Why fiduciary access is more important than ever
When John Ajemian died in 2006, Facebook was barely two years old and had not yet surpassed 100 million users. When Robert and Marianne Ajemian first filed suit against Yahoo! in 2009, Facebook had only just surpassed 300 million users and Twitter was just beginning to enter the mainstream. As of the writing of this article, Facebook has surpassed two billion
users and both Facebook and Twitter have become so influential that Congress has held hearings about their impact on the 2016 federal elections.
Beyond social media, the growth of the internet means that it is now possible to conduct all of one’s banking digitally, without the need for paper checks, paper statements or paper bills. In such a situation, the only indication that a person even has an account with a financial institution might be through their emails.
As more and more people access their email exclusively through the internet (as opposed to through a program, such as Microsoft Outlook, which downloads a copy of all emails to the account holder’s personal computer), the ability of a fiduciary to access these accounts becomes increasingly imperative. With no legislation governing access to digital assets by fiduciaries, the ability to gain access to such assets is left to the individual service providers. Some providers now allow some form of fiduciary access, which must generally be setup beforehand by the account holder (e.g., Google’s “Inactive Account Manager” and Facebook’s “Legacy Contact”), but there are still providers, including Yahoo!, which deny fiduciaries access as a matter of policy. Without access to digital assets, fiduciaries may be unable to fulfill their duties.

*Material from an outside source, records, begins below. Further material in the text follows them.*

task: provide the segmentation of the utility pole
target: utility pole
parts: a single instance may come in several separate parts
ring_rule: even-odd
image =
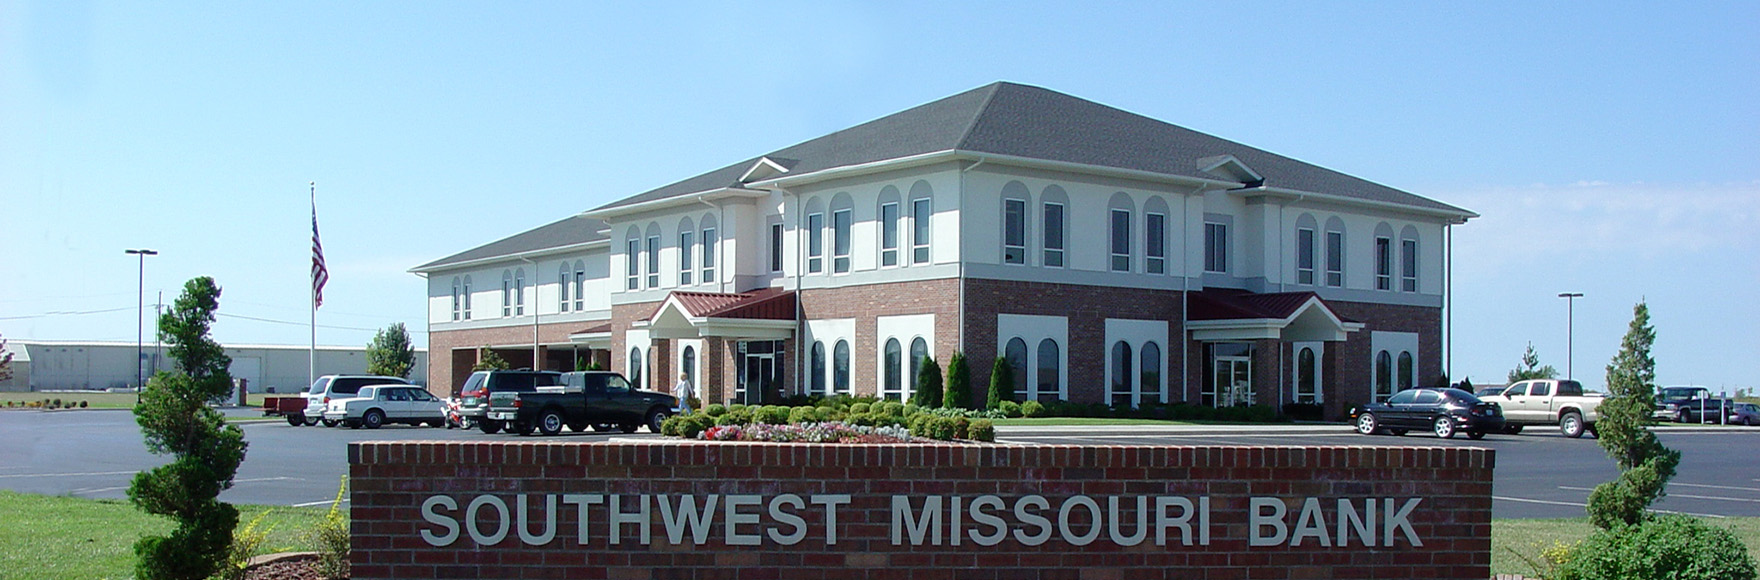
[[[1582,292],[1561,292],[1561,293],[1559,293],[1558,297],[1563,298],[1564,302],[1565,302],[1564,378],[1575,379],[1576,378],[1576,371],[1573,369],[1573,367],[1575,366],[1575,363],[1576,363],[1576,352],[1574,350],[1575,344],[1573,344],[1573,343],[1576,342],[1576,328],[1575,328],[1576,321],[1577,321],[1577,308],[1576,308],[1576,306],[1577,306],[1577,299],[1582,298],[1583,293]]]
[[[138,249],[123,250],[123,253],[140,257],[139,286],[135,291],[134,310],[134,404],[141,404],[141,390],[147,387],[146,372],[141,370],[141,359],[147,358],[146,322],[141,319],[147,316],[147,256],[157,256],[159,252]],[[156,330],[155,325],[155,330]],[[158,334],[154,332],[154,334]]]

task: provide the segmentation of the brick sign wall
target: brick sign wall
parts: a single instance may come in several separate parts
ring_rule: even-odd
[[[1466,448],[357,443],[354,578],[1461,578]]]

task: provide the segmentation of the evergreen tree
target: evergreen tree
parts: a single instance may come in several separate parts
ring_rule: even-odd
[[[1589,519],[1602,529],[1644,521],[1645,509],[1662,497],[1681,462],[1681,452],[1663,447],[1647,427],[1655,405],[1656,359],[1650,356],[1655,342],[1650,307],[1639,302],[1619,353],[1607,365],[1608,397],[1595,424],[1601,448],[1620,468],[1619,478],[1589,494]]]
[[[917,370],[917,392],[911,396],[911,402],[924,409],[941,406],[941,395],[944,385],[941,381],[941,363],[924,356]]]
[[[966,366],[966,355],[954,352],[947,359],[947,392],[941,397],[941,406],[949,409],[969,409],[972,405],[972,369]]]
[[[0,381],[12,378],[12,353],[6,351],[6,337],[0,336]]]
[[[128,488],[136,506],[177,521],[169,536],[135,543],[135,576],[143,580],[207,578],[226,562],[238,526],[238,510],[218,497],[232,487],[248,444],[244,431],[208,407],[232,391],[232,359],[208,336],[219,307],[213,278],[184,284],[183,295],[159,320],[159,336],[171,345],[176,369],[155,375],[134,409],[147,449],[174,457],[135,474]]]
[[[501,358],[501,355],[495,354],[495,351],[479,348],[477,349],[477,364],[471,366],[471,371],[504,371],[511,368],[513,365],[507,364],[507,359]]]
[[[997,409],[1003,401],[1014,399],[1014,367],[1008,366],[1007,357],[996,357],[990,364],[990,395],[985,399],[984,408]]]
[[[367,343],[367,374],[382,377],[409,378],[410,369],[416,366],[416,349],[409,344],[409,331],[403,328],[402,322],[394,322],[391,326],[373,335],[373,341]]]
[[[1556,379],[1558,370],[1552,365],[1540,366],[1540,355],[1534,353],[1534,343],[1528,343],[1528,352],[1522,353],[1522,364],[1509,372],[1510,384],[1529,379]]]

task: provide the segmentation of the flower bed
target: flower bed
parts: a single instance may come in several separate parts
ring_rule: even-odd
[[[769,441],[773,443],[912,443],[908,430],[897,425],[869,427],[842,421],[788,425],[717,425],[697,436],[704,441]]]

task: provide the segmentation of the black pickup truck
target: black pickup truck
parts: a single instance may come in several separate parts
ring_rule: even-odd
[[[564,373],[559,382],[561,386],[538,387],[534,392],[491,393],[488,418],[520,435],[533,430],[555,435],[564,426],[585,431],[604,425],[615,425],[624,433],[647,425],[659,433],[660,423],[678,409],[677,397],[637,390],[613,372]]]

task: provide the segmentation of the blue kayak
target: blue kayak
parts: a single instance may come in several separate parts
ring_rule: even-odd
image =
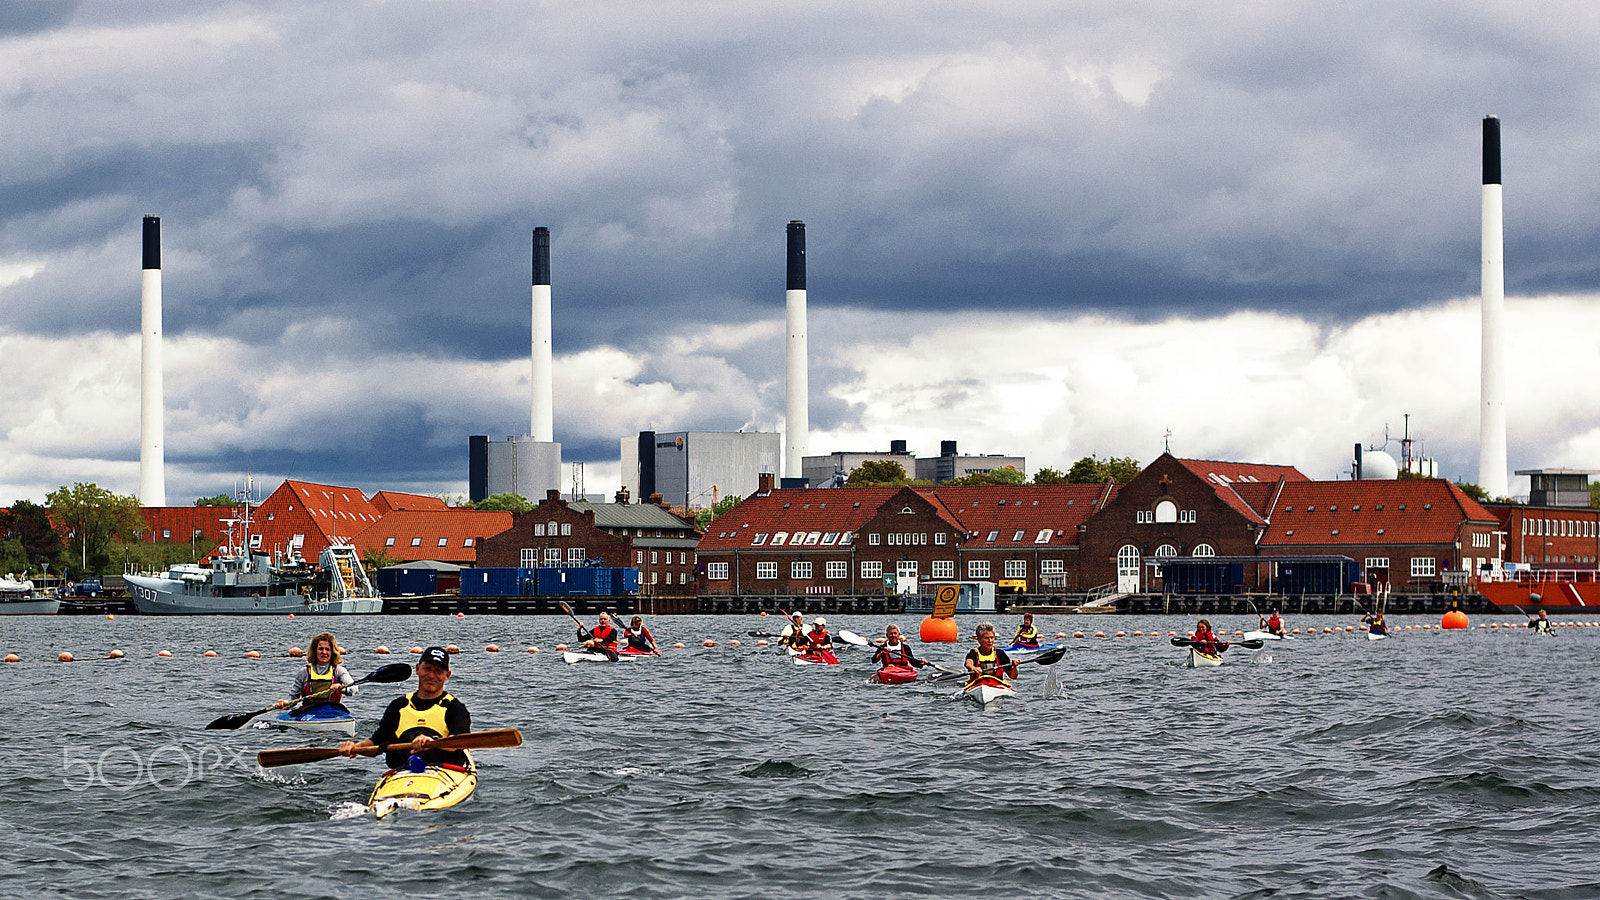
[[[334,731],[350,737],[356,733],[356,717],[326,703],[304,712],[285,710],[278,714],[278,724],[301,731]]]
[[[1046,650],[1054,650],[1055,648],[1060,647],[1063,643],[1063,641],[1056,641],[1053,644],[1040,644],[1037,647],[1024,647],[1021,644],[1012,644],[1009,647],[1001,647],[1000,649],[1004,650],[1009,656],[1026,656],[1029,653],[1043,653]]]

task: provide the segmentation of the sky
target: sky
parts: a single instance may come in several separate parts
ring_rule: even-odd
[[[1600,469],[1597,46],[1583,0],[13,0],[0,504],[137,493],[144,215],[172,505],[465,494],[529,430],[539,226],[587,492],[782,431],[790,220],[811,454],[1336,478],[1409,415],[1476,482],[1490,114],[1510,468]]]

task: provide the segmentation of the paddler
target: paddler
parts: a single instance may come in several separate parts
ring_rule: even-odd
[[[806,646],[806,617],[802,613],[795,613],[789,617],[789,623],[783,626],[783,633],[778,635],[778,645],[793,647],[796,650]]]
[[[833,636],[828,634],[828,620],[817,616],[811,620],[811,630],[806,632],[807,646],[812,650],[832,650]]]
[[[1538,634],[1550,634],[1550,613],[1539,610],[1539,615],[1528,620],[1528,627]]]
[[[1265,619],[1262,619],[1260,616],[1256,616],[1256,627],[1260,628],[1262,631],[1265,631],[1267,634],[1275,634],[1278,637],[1283,637],[1283,616],[1278,615],[1278,610],[1274,608]]]
[[[345,697],[354,697],[356,689],[346,687],[355,681],[341,663],[344,660],[344,649],[333,635],[324,631],[311,639],[311,649],[306,653],[306,667],[294,679],[295,700],[279,700],[273,706],[284,709],[289,704],[298,700],[300,709],[305,712],[316,707],[327,705],[342,712],[349,712],[339,701]]]
[[[887,669],[890,666],[916,666],[920,669],[928,664],[927,660],[911,655],[911,645],[900,638],[899,625],[890,625],[883,629],[883,646],[872,654],[872,661],[877,663],[880,669]]]
[[[588,649],[597,650],[601,653],[606,653],[609,650],[610,652],[606,653],[606,655],[615,658],[617,652],[617,629],[616,626],[611,624],[610,614],[602,611],[599,624],[594,626],[593,631],[579,627],[578,638],[583,641],[583,646]]]
[[[1228,645],[1223,643],[1221,638],[1217,637],[1217,633],[1215,631],[1211,630],[1210,619],[1201,619],[1199,622],[1195,623],[1193,640],[1194,648],[1196,650],[1212,656],[1215,656],[1216,654],[1228,649]]]
[[[1009,684],[1003,676],[1017,677],[1016,660],[1006,655],[1004,650],[994,645],[994,623],[985,622],[978,626],[972,633],[978,646],[967,651],[966,669],[967,683],[971,684],[979,678],[993,678],[1001,684]]]
[[[443,647],[429,647],[422,651],[417,661],[417,689],[404,697],[396,697],[378,720],[378,730],[364,741],[345,741],[339,753],[354,757],[363,750],[390,747],[384,757],[391,769],[412,771],[421,766],[467,764],[462,750],[429,750],[428,744],[452,734],[466,734],[472,730],[472,714],[466,704],[445,693],[445,682],[450,680],[450,654]],[[417,763],[409,763],[411,757]]]
[[[650,629],[644,627],[643,616],[634,616],[628,627],[622,629],[622,634],[628,641],[629,650],[661,655],[661,651],[656,649],[656,639],[650,635]]]
[[[1384,621],[1383,621],[1383,613],[1382,612],[1374,611],[1372,613],[1372,624],[1367,626],[1367,632],[1369,634],[1388,634],[1389,633],[1389,626],[1384,623]]]
[[[1039,629],[1033,627],[1033,613],[1022,614],[1022,624],[1017,626],[1017,636],[1011,639],[1011,643],[1029,649],[1039,646]]]

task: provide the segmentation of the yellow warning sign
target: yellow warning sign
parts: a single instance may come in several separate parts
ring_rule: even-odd
[[[939,585],[939,592],[933,595],[933,617],[935,619],[949,619],[955,616],[956,600],[958,600],[960,597],[960,585]]]

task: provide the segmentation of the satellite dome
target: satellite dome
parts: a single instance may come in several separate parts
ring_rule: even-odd
[[[1361,454],[1361,480],[1393,481],[1400,477],[1400,464],[1382,450],[1367,450]]]

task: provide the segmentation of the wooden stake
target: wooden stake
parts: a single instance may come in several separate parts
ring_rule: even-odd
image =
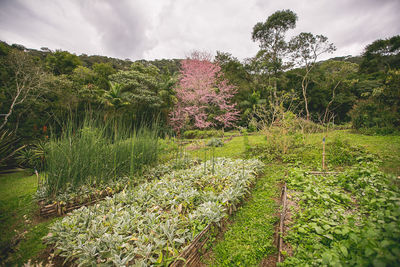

RUFADAA and the way forward: Balancing fiduciary access with the account holder’s privacy interests
Fortunately, many states have begun to address these issues, mainly by enacting the Revised Uniform Fiduciary Access to Digital Assets Act, or “RUFADAA” (the original Uniform Fiduciary Access to Digital Assets Act, “UFADAA,” was heavily opposed by technology companies and privacy advocates). Under RUFADAA, instructions provided by an account holder regarding fiduciary access, either through a tool provided by the service provider (such as the Inactive Account Manager and Legacy Contact tools mentioned previously) or through a will, power of attorney, trust, or other written record, are legally enforceable. In the absence of instructions provided by the account holder, the account’s terms of service will govern, and if the terms of service are silent on the issue, RUFADAA’s default rules will govern. Thirty-seven states have enacted RUFADAA into law and one state (Delaware) has enacted UFADAA (the principal difference between UFADAA and RUFADAA is that, under UFADAA, fiduciaries are presumed to have access to digital assets unless the account holder explicitly denies them such access). RUFADAA was introduced in an additional six states (plus the District of Columbia) in 2017. Although RUFADAA’s careful balancing of the privacy interests of the account holder with the needs of the fiduciary make it a promising solution to the problem of fiduciary access, it has yet to be introduced in Massachusetts (though two other bills addressing the issue have been introduced).
Unfortunately, until such time as the Massachusetts Legislature sees fit to address this issue, many more Massachusetts residents are likely to encounter the situation faced by the Ajemians.